A key feature of strategy switching in the plus maze allowed dissociation of rule coding from other sensory–behavioral correlates: one “consistent path” from start to goal always remained constant before, during, and after switching. To clarify this important feature, “paths” (trajectories), “tasks” (contingencies), and “strategies” (abstract rules) were defined as hierarchically related, increasingly abstract levels of behavior organization in the plus maze (Fig. 1). Rats learned four possible paths, specific trajectories through the maze from start to goal, e.g., north to west (N-W), north to east (N-E), etc. Two paths together defined a task, which stipulated stimulus–response–reward contingencies; for example, N-E and S-E paths were rewarded in the “go east” task, and N-E and S-W paths were rewarded in the “go left” task. In this experiment, tasks were also guided by strategies, abstract rules that did not stipulate reward contingencies but defined the cognitive approach relevant to solving a task. Both “go east” and “go west” thus required spatial navigation and described a place strategy, whereas “go left” and “go right” required stereotyped body turns and described an egocentric response strategy. Different paths could thereby serve the same strategy; for example, the N-W and N-E paths could be guided by different “go west” and “go east” tasks, but both required approaching a place. The key comparison was provided by consistent paths that were shared by both place and response strategies; for example, the N-W path was correct during both the “go west” place task and the “turn right” response task.
At the start (∼20 trials) of each session, task contingencies were unchanged from the previous day (“before” phase), and performance levels were high, demonstrating that rats recalled previous training (mean ± SE, 96.2 ± 0.4% correct). Contingencies then changed without warning, from a place task to a response task or vice versa during switches (e.g., “go east” to “turn left”) or from one place task to the other during reversals (e.g., “go east” to “go west”) (Fig. 2). When contingencies were changed, the rats initially continued to follow the previous task and made errors and then improved performance throughout the remainder of the session. During switches, one path remained correct before and after the switch (e.g., both “go west” and “turn right” both require N-W paths) (Fig. 2e), so that 50% performance reflected correct choices on consistent paths and errors on “changing paths”; during reversals, both paths changed so that rats performed worse initially (0% correct). Rats learned new tasks through trial and error within one continuous session. After reaching criterion performance (eight consecutive correct trials), 20–30 additional trials tested the newly acquired task (“after” phase). Rats learned and followed new contingencies with proficiency equal to the before phase in both switches and reversals (performance, 96.5 ± 0.4%; ANOVA; effect of training phase, F(1,30) = 0.08, p = 0.78; effect of session type, F(1,30) = 2.106, p = 0.16; interaction of phase and session type, F(1,30) = 0.186, p = 0.67) (Fig. 2d). Switch or reversal sessions were separated by at least 2 d of stable performance (SP) sessions in which rats performed the most recently learned task for 30–50 trials (at >80% correct).
Maze acclimation
Before surgery, all rats were handled and acclimated to the testing environment by allowing them to forage for food randomly scattered on the maze.
Surgery
Rats were anesthetized with continuous-flow isoflurane and mounted in a stereotaxic frame. Rectal temperature was monitored, and core temperature was maintained with a heating pad. The scalp was shaved, scrubbed with Betadine, and incised. A single burr hole was drilled at stereotaxic coordinates +3.2 mm anterior, −0.5 mm lateral from bregma. Dura was removed, and the electrode bundle was lowered to the cortical surface. Two ground wires were attached to skull screws, and the drive assembly was affixed to the skull with dental acrylic. All electrodes were immediately lowered 1.27 mm into the cortex. Rats were allowed to recover for 5–10 d after surgery before beginning maze training.

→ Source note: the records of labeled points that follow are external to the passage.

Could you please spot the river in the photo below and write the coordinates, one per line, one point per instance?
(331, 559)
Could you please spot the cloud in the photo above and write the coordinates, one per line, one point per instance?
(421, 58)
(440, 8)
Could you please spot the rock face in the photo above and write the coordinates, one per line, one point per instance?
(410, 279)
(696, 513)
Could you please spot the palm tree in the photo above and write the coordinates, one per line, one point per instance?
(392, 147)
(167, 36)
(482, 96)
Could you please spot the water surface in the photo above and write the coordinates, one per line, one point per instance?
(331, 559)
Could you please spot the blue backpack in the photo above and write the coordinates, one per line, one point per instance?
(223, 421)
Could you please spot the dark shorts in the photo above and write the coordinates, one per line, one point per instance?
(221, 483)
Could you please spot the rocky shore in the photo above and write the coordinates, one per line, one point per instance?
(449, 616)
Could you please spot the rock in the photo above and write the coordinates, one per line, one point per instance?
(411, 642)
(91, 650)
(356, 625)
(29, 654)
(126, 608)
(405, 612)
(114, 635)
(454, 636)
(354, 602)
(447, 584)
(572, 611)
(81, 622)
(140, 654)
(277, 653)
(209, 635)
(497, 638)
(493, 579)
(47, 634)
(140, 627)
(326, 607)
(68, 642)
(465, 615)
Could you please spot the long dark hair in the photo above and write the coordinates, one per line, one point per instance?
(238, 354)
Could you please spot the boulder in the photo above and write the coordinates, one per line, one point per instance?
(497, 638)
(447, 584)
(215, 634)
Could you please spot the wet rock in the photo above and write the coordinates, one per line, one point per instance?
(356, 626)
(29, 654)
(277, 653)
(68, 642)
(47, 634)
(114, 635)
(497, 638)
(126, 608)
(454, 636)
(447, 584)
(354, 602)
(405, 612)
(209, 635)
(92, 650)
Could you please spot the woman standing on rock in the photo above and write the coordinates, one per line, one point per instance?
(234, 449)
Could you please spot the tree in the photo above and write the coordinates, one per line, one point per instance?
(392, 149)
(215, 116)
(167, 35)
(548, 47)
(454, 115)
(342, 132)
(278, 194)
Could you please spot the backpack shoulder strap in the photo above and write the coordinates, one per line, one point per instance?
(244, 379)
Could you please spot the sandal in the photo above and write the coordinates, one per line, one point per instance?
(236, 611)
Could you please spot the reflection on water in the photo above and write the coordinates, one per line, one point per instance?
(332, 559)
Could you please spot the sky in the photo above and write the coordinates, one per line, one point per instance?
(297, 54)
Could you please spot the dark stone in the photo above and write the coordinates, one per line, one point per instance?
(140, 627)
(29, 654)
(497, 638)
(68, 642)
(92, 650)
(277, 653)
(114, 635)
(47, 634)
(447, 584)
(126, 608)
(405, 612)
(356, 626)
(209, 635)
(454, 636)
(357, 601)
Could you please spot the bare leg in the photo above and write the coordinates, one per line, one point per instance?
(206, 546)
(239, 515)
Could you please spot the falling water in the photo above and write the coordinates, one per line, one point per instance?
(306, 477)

During pretraining, tetrodes were lowered to their target depths. In each rat, 6 of the 12 recording tetrodes were aimed at the PL region, whereas the other 6 were aimed at IL. Because the tetrode bundle is large (1 mm diameter), tetrodes aimed at each region were interspersed in the bundle and counterbalanced across rats to avoid systematic differences in mediolateral or anteroposterior positioning. Initially, tetrodes were lowered by ∼0.6 mm/d, in 0.3 mm increments. When tetrodes reached the depth of the upper PL (∼2.5 mm) or IL (∼3.8 mm), they were adjusted with fine movements until a stable signal was detected. Tetrodes were lowered throughout the experiment to collect data from new cell populations but were not moved within 48 h before a switch or reversal.
Pretraining
After surgery, rats reacclimated to the maze with another foraging session. The next day, cereal reward was placed only in the food cups on both goal arms, and one start arm was blocked. Rats were placed on each start arm twice and given access to both goal arms for four trials total. The direction of their first turn was recorded for each trial, and three or more turns in the same direction was noted as a turning bias. If a rat displayed a turning bias, then the first response strategy that rat learned was opposite to their turning bias.
Training
Each rat was assigned pseudorandomly to either “go east” or “go west” as an initial task. In each trial, the rat was placed at the distal end of a start arm (north or south) facing the center of the maze and allowed to enter one goal arm (east or west). Rats were not allowed to correct errors; if they attempted to backtrack at any point, the trial ended with no reward. If the rat chose the correct arm, it was allowed to consume the food and then placed on the waiting platform until the start of the next trial. If the rat entered the incorrect arm, then it was returned to the waiting platform with no reward. Intertrial intervals were ∼5–8 s, and criterion performance was eight consecutive correct trials.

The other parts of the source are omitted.